Une génération peut apprendre beaucoup d’une autre génération, mais, ce qui est proprement humain, aucune ne l’apprend de celle qui l’a précédée. À ce point de vue-là, chaque génération recommence comme si elle était la première, aucune n’a de tâche nouvelle au-delà de celle de la génération précédente et ne parvient plus loin qu’elle, si toutefois cette génération n’a pas trahi sa tâche, si elle ne s’est pas dupée elle-même55.

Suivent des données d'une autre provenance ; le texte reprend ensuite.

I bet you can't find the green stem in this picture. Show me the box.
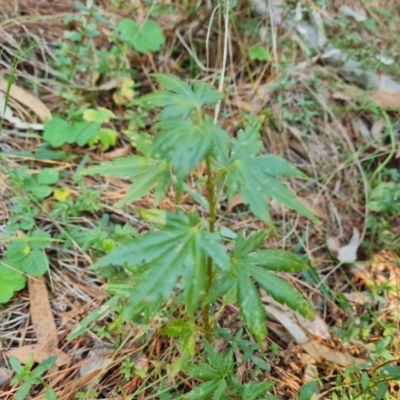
[203,156,216,343]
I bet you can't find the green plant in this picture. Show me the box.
[82,74,316,348]
[9,354,57,400]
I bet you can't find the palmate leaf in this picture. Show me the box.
[92,210,230,314]
[226,120,319,222]
[231,234,314,341]
[139,74,223,118]
[151,118,229,181]
[80,156,172,207]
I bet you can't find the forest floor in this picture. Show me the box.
[0,0,400,400]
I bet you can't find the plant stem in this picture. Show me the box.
[203,156,216,343]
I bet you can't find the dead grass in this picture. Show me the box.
[0,0,400,400]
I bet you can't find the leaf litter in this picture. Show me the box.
[0,1,399,399]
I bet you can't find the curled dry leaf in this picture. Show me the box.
[338,228,360,263]
[0,79,51,121]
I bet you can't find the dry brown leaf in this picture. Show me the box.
[368,89,400,110]
[0,79,51,122]
[297,196,328,221]
[4,344,71,367]
[9,276,70,366]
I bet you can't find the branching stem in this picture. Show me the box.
[203,156,216,342]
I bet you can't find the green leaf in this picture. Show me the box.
[0,266,26,303]
[249,45,272,61]
[35,356,57,376]
[22,250,49,276]
[246,265,314,319]
[8,356,24,373]
[93,210,230,313]
[160,319,196,338]
[226,123,319,222]
[37,168,59,185]
[187,364,221,381]
[15,382,32,400]
[28,229,51,250]
[80,156,172,207]
[233,230,268,257]
[242,249,308,272]
[241,382,274,400]
[183,380,220,400]
[382,364,400,380]
[299,381,317,400]
[43,117,79,147]
[140,74,223,118]
[234,264,267,343]
[151,118,228,180]
[118,18,165,53]
[83,107,115,124]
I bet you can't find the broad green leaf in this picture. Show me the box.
[246,265,314,319]
[92,210,230,313]
[203,271,236,304]
[151,118,228,181]
[88,128,117,151]
[140,74,223,118]
[22,250,49,276]
[118,18,165,53]
[242,249,308,272]
[44,386,57,400]
[183,379,220,400]
[299,381,317,400]
[35,356,57,376]
[37,168,59,185]
[226,123,319,222]
[187,364,221,381]
[81,156,172,207]
[83,107,115,124]
[159,319,196,338]
[140,210,230,270]
[73,121,101,146]
[242,382,274,400]
[234,230,268,257]
[234,264,267,343]
[116,161,172,207]
[0,266,26,303]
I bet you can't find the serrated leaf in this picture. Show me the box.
[226,122,319,222]
[22,250,49,276]
[83,107,115,124]
[92,210,229,313]
[151,118,228,181]
[37,168,59,185]
[246,265,314,319]
[242,249,308,272]
[81,156,172,207]
[0,266,26,303]
[183,380,220,400]
[187,364,221,381]
[234,264,267,343]
[118,18,165,53]
[140,74,223,118]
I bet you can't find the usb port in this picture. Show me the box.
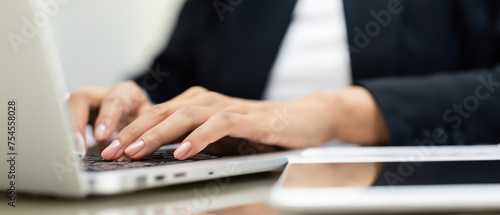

19Qu’une même histoire se répète, d’ipséité en ipséité, voilà ce dont il faut s’étonner, au double sens de l’exclamation et de la question. Dans un entretien de 1990 et récemment republié, Michel Henry remarquait ceci : « La Vie absolue, ou la Vie divine, s’auto-affecte et ne peut vivre qu’en libérant chaque fois en elle une ipséité qui est à chaque fois singulière. On est au cœur d’un mystère qui est plus qu’un mystère philosophique, qui est le mystère de l’Être autour duquel tournent les plus grandes religions, et certainement le christianisme »56. Sans doute commençons-nous d’entrer davantage dans l’intelligence de cette répétition en reconduisant l’événement singulier de chaque naissance et le passage sans cesse recommencé de la souffrance à la joie à l’histoire du Premier Vivant57, mais à condition d’ajouter que cette plus grande intelligence va de pair avec une obscurité croissante. « Clarum per obscurius »58 : de la communauté pathétique à l’enracinement de notre histoire dans celle de l’Archi-fils. Qu’une même histoire revienne sans cesse, nous commençons de le comprendre si nous savons entendre en elle l’écho sans cesse répété de l’historial du Christ. Qu’elle revienne est le fait et le mystère.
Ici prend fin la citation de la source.